Since October 2001, the United States has deployed forces in Afghanistan under the banner of Operation Enduring Freedom (OEF) in counter-terror and counter-insurgency operations against the Taliban, al-Qaeda, and other anti-government forces. The United States has approximately 19,000 forces operating independently of NATO command as part of OEF.3

OEF forces are based at Bagram Air Base north of Kabul and are deployed largely in eastern and southern areas along the Pakistani border. OEF operations are primarily staffed by paramilitary and intelligence forces of the Central Intelligence Agency, US military Special Operations Forces, and elements of the US Army’s 82nd Airborne Division.

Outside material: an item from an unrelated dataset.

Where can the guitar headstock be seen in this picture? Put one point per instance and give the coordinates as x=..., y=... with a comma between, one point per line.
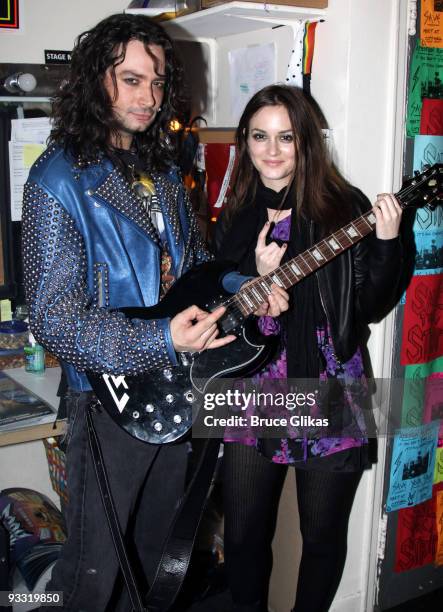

The International Security Assistance Force (ISAF) was established by the United Nations on December 20, 2001. It came under NATO control on August 11, 2003. NATO operates a counter-insurgency mission in support of the Afghan government under UN Security Council Resolution 1386 and subsequent renewals and expansions.4 The NATO mission deploys forces from 26 NATO and 14 non-NATO contributing nations.5 As of June, 2008, ISAF had over 50,000 NATO troops in Afghanistan, plus approximately 2,000 troops from non-NATO contributing nations. The United States troop contributions to NATO are separate from those of Operation Enduring Freedom. NATO forces are headquartered in Kabul and deployed throughout the country, with the largest concentrations in the south. Its primary stated goal is to provide security for the Afghan government and the civilian population and to defend against insurgent operations.

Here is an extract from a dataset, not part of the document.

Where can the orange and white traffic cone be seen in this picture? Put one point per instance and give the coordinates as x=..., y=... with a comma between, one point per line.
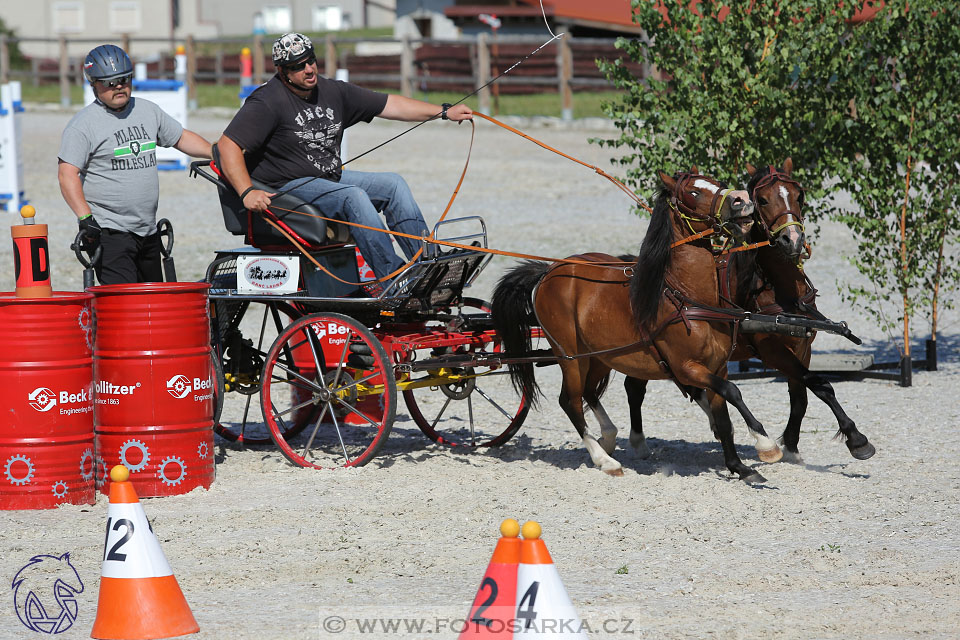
x=492, y=610
x=543, y=608
x=139, y=597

Airpower in Afghanistan is primarily provided by strike aircraft of the United States, with British, French, and Dutch aircraft participating in a small minority of reported airstrikes. US aircraft participate in strikes for both OEF and NATO, while the non-US aircrafts operate only under NATO. Airstrikes are primarily performed by US aircraft; for example, according to records provided by Central Command Airforces (CENTAF), there were 87 US airstrikes and only 7 UK and 3 French airstrikes in December 2007.6

Source: International Security Assistance Force homepage updated with information on numbers of Troops in Afghanistan from the NATO Media Operations Center.

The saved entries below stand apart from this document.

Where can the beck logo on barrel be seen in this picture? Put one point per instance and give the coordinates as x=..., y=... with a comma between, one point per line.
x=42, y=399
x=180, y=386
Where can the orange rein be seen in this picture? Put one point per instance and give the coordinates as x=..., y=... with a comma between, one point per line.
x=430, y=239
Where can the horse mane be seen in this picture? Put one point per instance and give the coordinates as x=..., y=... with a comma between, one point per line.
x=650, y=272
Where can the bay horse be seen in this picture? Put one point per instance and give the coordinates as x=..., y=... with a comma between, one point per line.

3 Tom Shanker, “Gates Pushing Plan for Afghan Army,” The New York Times, August 8, 2008.

4  United Nations Security Council Resolutions 1413, 1444, 1510, 1563, 1623, 1659, and 1707, (accessed July 1, 2008).

5 “NATO, ISAF Troop Contributing Nations,” April 1, 2008, (accessed July 1, 2008).

6 Email communication of Airpower Summary from U.S. Air Forces Central Public Affairs Combined Air and Space Operations Center, Southwest Asia, to Human Rights Watch.